Now, even the US has been usurped in the country. Renovations to the pier project are well under way, this time led by the Chinese who have taken advantage of Djibouti’s position as a way of gaining access to Ethiopia. Indeed, Beijing has pounced on the opportunity of tapping into an undervalued but high growth market, which is slated to become Africa’s largest economy by 2050. With deep pockets and loose morals, Beijing managed to buy its way into Djibouti by playing on the intrinsically corrupt nature of its President, Ismail Omar Guelleh. Guelleh was more than eager to play along, in exchange for billions in investments and infrastructure projects. China is even opening a naval base in the country, a move that is bound to spark the ire of Washington and its petulant President Trump, who has repeatedly threatened to cut off aid and military support to Africa and fair-weather allies.

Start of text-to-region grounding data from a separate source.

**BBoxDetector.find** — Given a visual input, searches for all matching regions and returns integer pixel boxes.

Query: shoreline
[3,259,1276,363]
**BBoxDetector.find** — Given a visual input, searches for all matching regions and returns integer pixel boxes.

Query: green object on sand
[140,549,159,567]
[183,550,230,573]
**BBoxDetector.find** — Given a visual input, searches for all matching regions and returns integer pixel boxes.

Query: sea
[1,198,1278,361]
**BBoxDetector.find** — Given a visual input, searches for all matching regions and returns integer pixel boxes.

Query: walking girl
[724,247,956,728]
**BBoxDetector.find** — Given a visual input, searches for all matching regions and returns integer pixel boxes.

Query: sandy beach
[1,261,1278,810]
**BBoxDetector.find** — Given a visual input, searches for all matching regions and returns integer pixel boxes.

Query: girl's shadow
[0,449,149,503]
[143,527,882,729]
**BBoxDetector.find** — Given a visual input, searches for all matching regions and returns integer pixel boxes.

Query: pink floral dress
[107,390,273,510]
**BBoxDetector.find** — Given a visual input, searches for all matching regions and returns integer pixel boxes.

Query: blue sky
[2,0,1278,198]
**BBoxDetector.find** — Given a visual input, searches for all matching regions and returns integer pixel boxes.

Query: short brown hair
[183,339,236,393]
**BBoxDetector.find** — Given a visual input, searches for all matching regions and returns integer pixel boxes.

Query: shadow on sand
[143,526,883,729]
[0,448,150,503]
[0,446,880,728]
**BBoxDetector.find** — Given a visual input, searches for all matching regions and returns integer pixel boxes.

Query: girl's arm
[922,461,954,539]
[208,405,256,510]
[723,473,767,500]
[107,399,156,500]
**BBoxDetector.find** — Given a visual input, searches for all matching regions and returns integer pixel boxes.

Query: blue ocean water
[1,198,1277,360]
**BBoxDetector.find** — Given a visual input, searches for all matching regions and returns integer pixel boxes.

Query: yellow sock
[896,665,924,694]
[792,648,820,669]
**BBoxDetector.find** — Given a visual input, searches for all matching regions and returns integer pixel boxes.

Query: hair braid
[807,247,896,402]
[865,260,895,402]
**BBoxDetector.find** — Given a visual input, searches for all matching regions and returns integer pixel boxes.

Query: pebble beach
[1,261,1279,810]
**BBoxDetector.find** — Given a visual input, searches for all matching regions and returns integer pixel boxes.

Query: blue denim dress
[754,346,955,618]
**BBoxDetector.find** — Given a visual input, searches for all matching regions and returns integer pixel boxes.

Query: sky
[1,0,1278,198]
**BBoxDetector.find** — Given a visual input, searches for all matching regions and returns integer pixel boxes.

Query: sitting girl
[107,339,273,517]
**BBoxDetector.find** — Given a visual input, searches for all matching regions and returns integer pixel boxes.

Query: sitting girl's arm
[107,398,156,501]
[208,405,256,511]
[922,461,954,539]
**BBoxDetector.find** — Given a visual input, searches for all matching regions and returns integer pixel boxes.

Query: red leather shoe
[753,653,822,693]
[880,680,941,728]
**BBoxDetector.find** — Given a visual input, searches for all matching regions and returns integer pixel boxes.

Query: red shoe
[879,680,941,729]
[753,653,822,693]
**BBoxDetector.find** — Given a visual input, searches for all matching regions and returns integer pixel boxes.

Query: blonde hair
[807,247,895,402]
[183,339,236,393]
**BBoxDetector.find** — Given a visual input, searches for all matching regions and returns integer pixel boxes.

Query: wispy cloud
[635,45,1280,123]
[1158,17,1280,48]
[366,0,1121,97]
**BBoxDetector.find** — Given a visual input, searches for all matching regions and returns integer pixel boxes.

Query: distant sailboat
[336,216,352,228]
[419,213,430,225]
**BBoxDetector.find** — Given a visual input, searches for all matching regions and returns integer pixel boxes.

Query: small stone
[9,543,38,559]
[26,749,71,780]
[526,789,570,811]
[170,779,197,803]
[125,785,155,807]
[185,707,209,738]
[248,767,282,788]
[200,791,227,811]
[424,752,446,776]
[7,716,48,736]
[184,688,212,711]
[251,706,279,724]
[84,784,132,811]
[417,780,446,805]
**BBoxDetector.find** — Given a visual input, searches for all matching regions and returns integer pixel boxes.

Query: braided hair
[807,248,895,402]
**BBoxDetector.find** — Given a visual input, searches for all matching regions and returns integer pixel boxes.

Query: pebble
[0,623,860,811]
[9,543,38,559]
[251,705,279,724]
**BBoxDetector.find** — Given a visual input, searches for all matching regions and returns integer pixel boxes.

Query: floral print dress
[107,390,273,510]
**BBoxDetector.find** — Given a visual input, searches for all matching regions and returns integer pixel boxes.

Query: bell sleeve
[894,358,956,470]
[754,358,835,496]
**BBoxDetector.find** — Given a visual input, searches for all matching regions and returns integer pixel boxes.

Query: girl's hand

With the two great powers competing over their positions in the country, France’s remaining influence remains minimal at best. With the transition from American to Chinese predominance in Djibouti, France’s one natural entry point for establishing a commercial foothold on Africa’s east coast has exited its orbit for good. This, it seems, puts Hollande’s East African dreams to bed.
Challenges for future French President
While he may have scored some successes, France’s president will ultimately need to look back on a mixed legacy in Africa. For all his reminders that the interventions in Mali and the CAR were broadly successful and helped tame the jihadist threat, Hollande’s focus on security rather than political issues left many countries as unstable as ever. Whoever replaces him as president this year, France’s challenges in Africa will remain daunting. It is not just a matter of maintaining a military presence on the continent: France must find a way to craft a sustainable and mutually beneficial partnership with Africa. Whatever the obstacles, Africa’s young populations and growing economies remain critical to France’s future.